Он обратился ко мне чрезвычайно вежливо и даже учтиво. Но голос выдавал человека, для которого человеческое общение и обычаи давно стали бессмысленной формальностью.
– Харпер сказал, что вы сын моего старого школьного друга Артура Челдейна, – сказал он. – Прошу вас, не пренебрегайте тем скудным гостеприимством, которое я в силах вам оказать. Я много лет не принимал гостей, и, боюсь, вы найдете поместье унылым, мрачным и решите, что я равнодушный хозяин. Тем не менее вы должны остаться хотя бы на ночь. Харпер ушел готовить нам с вами ужин.
– Вы очень добры, – отвечал я. – Однако я боюсь, что помешаю вам. Если…
– Вовсе нет, – твердо возразил он. – Вы должны остаться у меня в гостях. До ближайшей гостиницы многие мили, а туман превращается в проливной дождь. На самом деле я рад принять вас. За ужином вы расскажете мне все о вашем отце и о себе самом. А пока что я попробую найти для вас комнату. Прошу, идемте со мной.
Мы поднялись на второй этаж, и он повел меня по длинному коридору с потолочными балками и панелями старого дуба. Мы миновали несколько дверей, – несомненно, они вели в спальни. Все были закрыты, а одна укреплена железной решеткой, толстой и зловещей, как в тюремной камере. Я, разумеется, предположил, что там и держали чудовищного ребенка, и задумался, жив ли еще уродец, ведь прошло лет тридцать. Как, надо полагать, безмерно, ужасающе далек от человеческого образа он был, раз его понадобилось срочно укрывать от посторонних взглядов! И какие особенности его дальнейшего развития могли потребовать массивных решеток на дубовой двери, которая сама по себе способна выдержать атаку любого обычного человека или зверя?
Даже не взглянув на дверь, мой хозяин прошел дальше; свеча в его слабых пальцах почти не дрожала. Я двигался за ним, и тут мои размышления внезапно прервал душераздирающий громкий крик, шедший, судя по всему, из-за зарешеченной двери. Долгий, нарастающий вопль, вначале очень низкий, будто заглушенный могилой голос демона; затем, пройдя несколько отвратительных стадий, он поднялся до пронзительной ненасытной ярости, словно демон выбрался из подземелья на поверхность. То не был ни человеческий, ни звериный вопль – он звучал абсолютно противоестественно, адски, макабрически, и я содрогнулся от нестерпимого ужаса, который не исчез, когда голос демона, достигнув кульминации, стал постепенно стихать и вернулся к глубокой гробовой тишине.

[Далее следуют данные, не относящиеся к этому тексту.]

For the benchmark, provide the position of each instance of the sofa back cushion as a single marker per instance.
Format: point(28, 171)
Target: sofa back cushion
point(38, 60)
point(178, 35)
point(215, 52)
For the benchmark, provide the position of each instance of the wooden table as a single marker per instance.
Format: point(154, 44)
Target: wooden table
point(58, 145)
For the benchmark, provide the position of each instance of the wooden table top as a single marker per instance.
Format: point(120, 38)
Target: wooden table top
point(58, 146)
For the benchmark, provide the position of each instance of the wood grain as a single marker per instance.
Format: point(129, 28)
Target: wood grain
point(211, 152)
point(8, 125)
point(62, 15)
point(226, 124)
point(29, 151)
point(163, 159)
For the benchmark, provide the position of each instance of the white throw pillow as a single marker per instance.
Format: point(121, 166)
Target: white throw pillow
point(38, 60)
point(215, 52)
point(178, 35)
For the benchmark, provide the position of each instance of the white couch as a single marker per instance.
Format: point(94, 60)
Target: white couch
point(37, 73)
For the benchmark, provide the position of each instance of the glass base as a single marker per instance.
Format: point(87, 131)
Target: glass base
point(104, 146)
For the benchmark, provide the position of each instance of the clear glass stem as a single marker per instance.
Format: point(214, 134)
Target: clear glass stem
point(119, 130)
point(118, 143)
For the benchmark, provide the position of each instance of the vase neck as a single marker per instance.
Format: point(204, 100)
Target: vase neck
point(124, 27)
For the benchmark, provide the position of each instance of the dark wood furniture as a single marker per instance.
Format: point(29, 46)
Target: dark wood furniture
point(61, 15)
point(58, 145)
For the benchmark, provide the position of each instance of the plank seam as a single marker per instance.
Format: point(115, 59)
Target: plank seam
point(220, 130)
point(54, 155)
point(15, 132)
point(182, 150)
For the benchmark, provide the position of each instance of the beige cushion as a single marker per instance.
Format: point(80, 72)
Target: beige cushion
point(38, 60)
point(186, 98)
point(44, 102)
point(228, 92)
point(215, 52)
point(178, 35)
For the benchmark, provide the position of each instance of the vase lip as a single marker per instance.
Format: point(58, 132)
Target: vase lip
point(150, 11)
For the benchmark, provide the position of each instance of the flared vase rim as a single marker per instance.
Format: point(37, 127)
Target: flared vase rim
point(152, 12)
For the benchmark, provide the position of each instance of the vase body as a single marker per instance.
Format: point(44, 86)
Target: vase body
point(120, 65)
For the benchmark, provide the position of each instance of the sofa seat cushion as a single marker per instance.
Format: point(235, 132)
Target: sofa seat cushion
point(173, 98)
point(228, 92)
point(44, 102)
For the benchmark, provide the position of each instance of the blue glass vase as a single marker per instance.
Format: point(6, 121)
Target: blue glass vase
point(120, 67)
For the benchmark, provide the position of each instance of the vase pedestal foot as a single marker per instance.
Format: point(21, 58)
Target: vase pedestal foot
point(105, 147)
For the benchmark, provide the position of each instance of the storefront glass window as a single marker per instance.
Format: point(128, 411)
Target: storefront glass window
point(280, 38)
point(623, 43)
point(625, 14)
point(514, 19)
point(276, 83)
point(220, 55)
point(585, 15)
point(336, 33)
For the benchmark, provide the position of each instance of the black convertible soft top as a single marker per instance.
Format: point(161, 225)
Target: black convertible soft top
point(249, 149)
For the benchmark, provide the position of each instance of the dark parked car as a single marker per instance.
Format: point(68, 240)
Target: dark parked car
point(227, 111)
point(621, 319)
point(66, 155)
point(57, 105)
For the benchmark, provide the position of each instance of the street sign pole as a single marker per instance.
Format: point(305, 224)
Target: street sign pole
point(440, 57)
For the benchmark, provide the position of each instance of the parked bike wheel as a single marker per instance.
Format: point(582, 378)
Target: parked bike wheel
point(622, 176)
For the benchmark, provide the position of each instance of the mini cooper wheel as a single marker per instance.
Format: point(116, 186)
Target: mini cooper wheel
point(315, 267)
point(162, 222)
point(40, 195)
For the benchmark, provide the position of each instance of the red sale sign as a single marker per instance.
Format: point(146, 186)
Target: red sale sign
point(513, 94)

Сэр Джон с виду не обратил никакого внимания на этот ужасный звук, но продолжил путь, пошатываясь не больше обычного. Он дошел до конца коридора и теперь медлил перед второй комнатой после заколоченной двери.
– Я предоставлю вам эту комнату, – сказал он. – Она рядом с той, что занимаю я.
Говоря это, он не повернул ко мне лица, а его голос был неестественно ровным и сдержанным. Снова содрогнувшись, я сообразил, что комната, которую он обозначил как свою, соседствует с той, откуда доносились страшные завывания.
Покои, куда он меня привел, несомненно, пустовали годами. Воздух был стылым, спертым, нездоровым, все было пропитано затхлостью, а на древней мебели осели неизбежные украшения в виде пыли и паутины. Сэр Джон принялся извиняться:
– Я не знал, что комната в таком состоянии. После ужина пришлю Харпера, он тут приберется, вытрет пыль и постелет свежее белье.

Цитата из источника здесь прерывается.